Another solution that avoids nested functions. Similar to http://wiki.drewhess.com/wiki/SICP_exercise_1.28. However, this version does not intermingle the non-trivial-sqrt property check with returning the correct result in expmod. Instead, the non-trivial-sqrt property check is a dedicated function which returns true or false, as it should be. Only works for n>0. Uses the 'let' special form not introduced at this point of the book.

  
 (define (miller-rabin n) 
   (miller-rabin-test (- n 1) n)) 
  
 (define (miller-rabin-test a n) 
   (cond ((= a 0) true) 
         ; expmod is congruent to 1 modulo n 
         ((= (expmod a (- n 1) n) 1) (miller-rabin-test (- a 1) n)) 
         (else false))) 
  
 (define (expmod base exp m) 
   (cond ((= exp 0) 1) 
         ((even? exp) 
          (let ((x (expmod base (/ exp 2) m))) 
            (if (non-trivial-sqrt? x m) 0 (remainder (square x) m)))) 
         (else 
          (remainder (* base (expmod base (- exp 1) m)) 
                     m)))) 
  
 (define (non-trivial-sqrt? n m) 
   (cond ((= n 1) false) 
         ((= n (- m 1)) false) 
         ; book reads: whose square is equal to 1 modulo n 
         ; however, what was meant is square is congruent 1 modulo n 
         (else (= (remainder (square n) m) 1)))) 
  

Another solution in GNU Guile:

 ;;;; Under Creative Commons Attribution-ShareAlike 4.0 
 ;;;; International.
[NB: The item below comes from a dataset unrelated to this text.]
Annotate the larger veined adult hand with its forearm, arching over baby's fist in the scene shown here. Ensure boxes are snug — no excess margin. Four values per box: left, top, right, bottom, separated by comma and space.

See 
 ;;;; <https://creativecommons.org/licenses/by-sa/4.0/>. 
  
 (define-module (net ricketyspace sicp one twentyeight) 
   #:use-module (srfi srfi-1) 
   #:export (miller-rabin-test prime? run-tests)) 
  
 (define (sqmod x m) 
   "Return x^2 if `x^2 mod m` is not equal to `1 mod m` 
 and x != m - 1 and x != 1; 0 otherwise." 
   (let ((square (* x x))) 
     (cond ((and  (= (remainder square m) 1) ; 1 mod m = 1 
                  (not (= x (1- m))) 
                  (not (= x 1))) 
            0) 
           (else square)))) 
  
 (define (expmod base exp m) 
   (cond ((= exp 0) 1) 
         ((even? exp) 
          (remainder (sqmod (expmod base (/ exp 2) m) m) 
                     m)) 
         (else 
          (remainder (* base (expmod base (- exp 1) m)) 
                     m)))) 
  
 (define (miller-rabin-test n) 
   (define (pass? a) 
     (= (expmod a (1- n) n) 1)) 
   (fold (lambda (a p) (and (pass? a) p)) #t (iota (1- n) 1))) 
  
 (define (prime? n) 
   (if (miller-rabin-test n) #t #f)) 
  
  
 ;;; Tests 
  
 (define (carmichael-numbers-pass?) 
   "Return #t if the sample carmichael numbers are detected as non-prime." 
   (let ((numbers '(561 1105 1729 2465 2821 6601))) 
     (cons "carmichael-numbers-pass?" 
           (fold (lambda (n p) (and (not (prime? n)) p)) #t numbers)))) 
  
 (define (prime-numbers-pass?) 
   "Return #t if the sample prime numbers are detected as prime" 
   (let ((numbers '(311 641 829 599 809 127 419 13 431 883))) 
     (cons "prime-numbers-pass?" 
           (fold (lambda (n p) (and (prime? n) p)) #t numbers)))) 
  
 (define (even-numbers-pass?) 
   "Return #t if the sample even numbers are detected as non-prime" 
   (let ((numbers '(302 640 828 594 804 128 414 12 436 888))) 
     (cons "prime-numbers-pass?" 
           (fold (lambda (n p) (and (not (prime? n)) p)) #t numbers)))) 
  
 (define (run-tests) 
   (map (lambda (test) (test)) (list carmichael-numbers-pass? 
                                     prime-numbers-pass? 
                                     even-numbers-pass?))) 
  
 ;;; Guile REPL 
 ;;; 
 ;;; scheme@(guile-user)> ,use (net ricketyspace sicp one twentyeight) 
 ;;; scheme@(guile-user)> (run-tests) 
 ;;; $18 = (("carmichael-numbers-pass?" . #t)  
 ;;;        ("prime-numbers-pass?" . #t)  
 ;;;        ("prime-numbers-pass?" . #t))